An LLM, however, is purported to be “an algorithm for everything” that doesn’t fall into infinite regress, just an endless process of training that continues to add more parameters. It can compile the rules for applying the rules for applying the rules ad infinitum, until the world runs out of energy.
But why would we want that, or even want to believe that? It seems to hinge on whether you agree with this sentence of Grietzer’s: “In recent years, the field of machine learning has produced exciting mathematical and empirical clues about the patterns that make up human lifeworlds, the mechanics of imaginative grasping, and the resonance between the two.” Exciting! I personally don’t find rendering the world as data to be “exciting,” and tend to see the extraction of patterns from surveillance of human behavior as a mode of domination, a way of turning people’s “imaginative grasping” against them, or a way of imposing normativity.

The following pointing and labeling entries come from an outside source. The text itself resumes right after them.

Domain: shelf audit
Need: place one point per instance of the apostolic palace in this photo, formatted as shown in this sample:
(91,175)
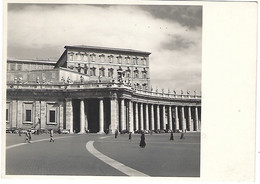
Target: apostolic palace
(96,90)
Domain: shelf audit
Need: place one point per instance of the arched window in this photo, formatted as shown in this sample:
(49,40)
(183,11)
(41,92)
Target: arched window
(111,58)
(135,60)
(70,56)
(144,60)
(128,73)
(93,57)
(136,73)
(85,69)
(119,59)
(102,58)
(110,72)
(144,73)
(127,58)
(79,68)
(93,71)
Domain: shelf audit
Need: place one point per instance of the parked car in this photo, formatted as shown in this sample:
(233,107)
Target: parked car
(64,131)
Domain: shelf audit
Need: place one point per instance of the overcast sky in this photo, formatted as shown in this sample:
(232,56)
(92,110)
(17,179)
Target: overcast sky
(173,34)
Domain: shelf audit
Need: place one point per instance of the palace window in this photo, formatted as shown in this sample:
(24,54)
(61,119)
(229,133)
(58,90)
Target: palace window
(12,66)
(110,72)
(28,115)
(102,72)
(93,57)
(128,73)
(136,73)
(127,59)
(7,112)
(85,69)
(93,71)
(52,116)
(85,57)
(102,58)
(78,56)
(111,58)
(144,60)
(27,112)
(144,74)
(135,60)
(71,56)
(19,67)
(79,68)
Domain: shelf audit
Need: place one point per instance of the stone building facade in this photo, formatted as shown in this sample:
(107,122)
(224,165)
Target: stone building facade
(94,89)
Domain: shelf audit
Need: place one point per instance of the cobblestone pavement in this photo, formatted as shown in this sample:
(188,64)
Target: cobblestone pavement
(68,155)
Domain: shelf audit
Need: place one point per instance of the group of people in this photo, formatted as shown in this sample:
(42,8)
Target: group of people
(28,136)
(142,143)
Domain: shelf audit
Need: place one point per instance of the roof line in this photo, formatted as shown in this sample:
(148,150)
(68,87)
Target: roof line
(107,48)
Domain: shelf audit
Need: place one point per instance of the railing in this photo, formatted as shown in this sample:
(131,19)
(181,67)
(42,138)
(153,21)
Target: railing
(90,85)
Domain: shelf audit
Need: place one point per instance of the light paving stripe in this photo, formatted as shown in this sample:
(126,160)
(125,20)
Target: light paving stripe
(40,140)
(117,165)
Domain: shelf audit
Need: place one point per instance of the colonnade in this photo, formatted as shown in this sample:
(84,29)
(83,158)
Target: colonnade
(128,115)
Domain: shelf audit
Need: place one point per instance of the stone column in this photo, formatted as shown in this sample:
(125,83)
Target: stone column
(69,115)
(183,119)
(37,115)
(189,119)
(114,113)
(82,117)
(43,115)
(163,118)
(170,117)
(136,116)
(196,119)
(152,118)
(19,114)
(146,117)
(176,118)
(123,121)
(101,116)
(131,117)
(86,116)
(141,117)
(13,114)
(158,117)
(61,115)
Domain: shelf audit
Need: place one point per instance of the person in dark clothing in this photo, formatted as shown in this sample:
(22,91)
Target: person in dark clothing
(171,138)
(116,133)
(142,142)
(182,135)
(51,136)
(130,136)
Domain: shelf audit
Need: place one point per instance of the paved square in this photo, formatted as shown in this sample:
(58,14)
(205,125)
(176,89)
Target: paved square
(68,155)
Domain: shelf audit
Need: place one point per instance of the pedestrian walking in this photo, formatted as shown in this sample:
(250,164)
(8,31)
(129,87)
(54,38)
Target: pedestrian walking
(51,136)
(116,133)
(142,142)
(182,135)
(130,136)
(28,136)
(171,138)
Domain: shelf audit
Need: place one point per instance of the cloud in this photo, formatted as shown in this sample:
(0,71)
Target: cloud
(42,31)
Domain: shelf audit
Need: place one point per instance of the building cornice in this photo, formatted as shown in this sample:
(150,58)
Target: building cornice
(107,49)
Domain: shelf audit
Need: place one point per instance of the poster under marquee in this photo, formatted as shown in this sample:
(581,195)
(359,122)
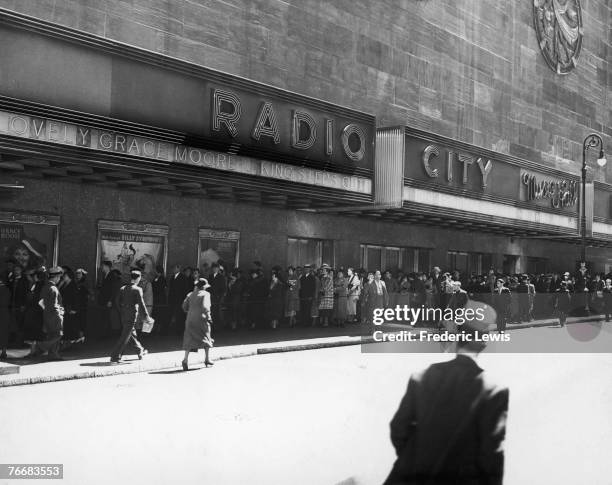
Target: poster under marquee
(127,245)
(218,245)
(30,240)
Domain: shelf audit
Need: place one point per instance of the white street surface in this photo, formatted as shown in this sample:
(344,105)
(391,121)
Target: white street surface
(314,417)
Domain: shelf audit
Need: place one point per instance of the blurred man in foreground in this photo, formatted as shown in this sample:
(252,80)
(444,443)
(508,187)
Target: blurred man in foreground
(451,423)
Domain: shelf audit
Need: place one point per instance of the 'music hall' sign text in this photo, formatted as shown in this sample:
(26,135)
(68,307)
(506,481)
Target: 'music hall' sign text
(86,137)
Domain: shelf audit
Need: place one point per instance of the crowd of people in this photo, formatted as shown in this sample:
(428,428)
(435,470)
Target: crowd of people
(256,298)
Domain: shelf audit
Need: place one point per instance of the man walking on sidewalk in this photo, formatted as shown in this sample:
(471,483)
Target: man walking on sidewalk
(451,423)
(53,316)
(131,304)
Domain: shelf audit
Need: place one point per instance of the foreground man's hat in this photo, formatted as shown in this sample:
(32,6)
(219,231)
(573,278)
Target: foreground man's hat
(202,283)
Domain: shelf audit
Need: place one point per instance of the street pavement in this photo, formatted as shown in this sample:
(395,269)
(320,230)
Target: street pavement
(315,417)
(92,360)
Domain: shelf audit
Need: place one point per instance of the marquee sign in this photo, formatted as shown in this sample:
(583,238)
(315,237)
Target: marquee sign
(561,193)
(444,165)
(57,132)
(214,110)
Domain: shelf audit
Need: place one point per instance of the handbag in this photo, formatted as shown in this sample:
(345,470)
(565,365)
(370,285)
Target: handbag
(147,325)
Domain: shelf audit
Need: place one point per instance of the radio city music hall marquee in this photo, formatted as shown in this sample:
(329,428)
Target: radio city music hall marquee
(455,169)
(146,148)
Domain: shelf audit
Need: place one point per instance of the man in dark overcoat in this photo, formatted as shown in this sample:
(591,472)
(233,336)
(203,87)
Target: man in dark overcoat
(131,304)
(451,423)
(53,316)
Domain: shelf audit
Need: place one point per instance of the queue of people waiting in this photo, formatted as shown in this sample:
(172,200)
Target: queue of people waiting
(302,295)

As I read Grietzer, he seems to arguing that machine learning, like poetry, establishes that there is “real grounding” for the rules holding together our concepts; they “model the causal-material structure of a lifeworld” and make it accessible as “a vibe.” This access to the schematism that is otherwise black-boxed allows us to believe in the integrity of our lifeworlds:
Perception, Kant says, is imaginative reproduction: to perceive is to rebuild a sequence of sensory inputs through a generative recipe, and so to grasp their unity and structure. A vibe is something like the language of these recipes. Vibe happens when your recipes for a world’s myriad objects or phenomena share computational resources and techniques.
Vibes, from this perspective, are not really structures of feeling but statistical constructs, which again is apparently supposed to be “exciting” for reasons I don’t understand. Grietzer concedes that this is “a tricky juncture” in his argument that “poetic thought must be a mathematical or computational relation between mind and world.” Why must that be so? Because we have the technology to prove it? Grietzer wants to claim that poetry is “empirical” in the sense of exceeding the arguments humans have about what it is, as though this would make poetry more real or something.
“To do right by poetic thought, we need to weave a language for sacred mystery from manifest and scientific threads,” Grietzer writes. “Can we do this through something like a minimal poetic gloss on basically technical ideas?” Behind this plea (which seems like a cryptic way of arguing for accepting LLMs as capturing the essence of poetry) is the claim that “the gaps and guesswork in our relationship to poetry threatens to cut us off from poetry.” I just don’t understand why the opposite isn’t more the case: that efforts to rationalize language use with machines that we can’t understand will further alienate us from poetic practice and make the strictly instrumental use of language the horizon of our thought.
Good analysis. I struggled through that piece.
Thanks for reading. The piece isn't about AI technology and its implications at all, it draws on ML theory strictly as a resource for cognitive theory. I'm personally pretty negative about LLMs and their implications, but it's not a topic my work deals with.